ESSENTIAL JOB FUNCTIONS
  • Establish an Environmental Monitoring program
  • Support facility and utility qualification
  • Generates and approves SOPs and test methods
  • Supervises daily activities of QC Microbiology Analysts and assures that job activity deadlines are met on a timely basis.
  • Hires and oversees the training of QC department personnel.
  • Assures execution of monitoring and testing programs to assess the quality of raw materials, components, in-process and finished goods, environmental systems/utilities systems and effectiveness of production processes.
  • Ensures that raw materials, components, products, or monitoring results that do not meet specifications or expectations are promptly investigated.
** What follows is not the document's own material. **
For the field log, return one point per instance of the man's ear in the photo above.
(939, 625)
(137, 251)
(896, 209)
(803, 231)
Identifies possible source and corrective action needed and evaluates the impact upon the product.
  • Identifies adverse microbial quality trends by preparing and analyzing Environmental Monitoring summary reports.
  • Mentors and develops new department personnel including training in Standard Operating Procedures and On The Job Training (OJT).
  • Investigates and resolves non-conforming test results by completing thorough Deviation, OOS/OOT, and Laboratory Investigation Reports.


Experience and Skills

  • B.S. in Microbiology (or equivalent degree) and 5-10 years of relevant and progressive experience working in Quality Control Microbiology, with 1-2 years of supervisory experience.
  • Familiarity with Good Manufacturing Practices (cGMP's) and pharmacopeial compendia along with having experience in cGMP cleanrooms.
  • Have the knowledge and ability to apply advanced scientific and regulatory principles to solve operational, as well as routine quality tasks.
  • Self-starter with the ability to produce results in a fast-paced environment to meet client deadlines under minimal supervision.
  • Experience with viable and non-viable Environment Monitoring collection instruments, techniques and qualifications/validations.
  • Document writing, data interpretation, presentation, statistical analysis and trending a plus.
  • Positive, professional attitude toward work and willingness to cooperate with co-workers and supervisors and to contribute to a project team.


PHYSICAL DEMANDS
  • This will be a laboratory-based position that will require some non-standard working hours including early morning or later evening teleconferences to support current clients
  • While performing the duties of this job, the employee is frequently required to stand; sit; use hands to finger, handle, or feel; reach with hands and arms; and talk or hear.
  • The employee is occasionally required to walk; climb or balance; and stoop, kneel, crouch, or crawl.
  • The employee must frequently lift and/or move up to 10 pounds and occasionally lift and/or move up to 25 pounds.
  • Specific vision abilities required by this job include close vision, and ability to adjust focus.
  • In the performance of the duties of this job the employee is not required to travel but will communicate using telephone and e-mail.


BENEFITS

Arranta Bio is an Equal Opportunity Employer.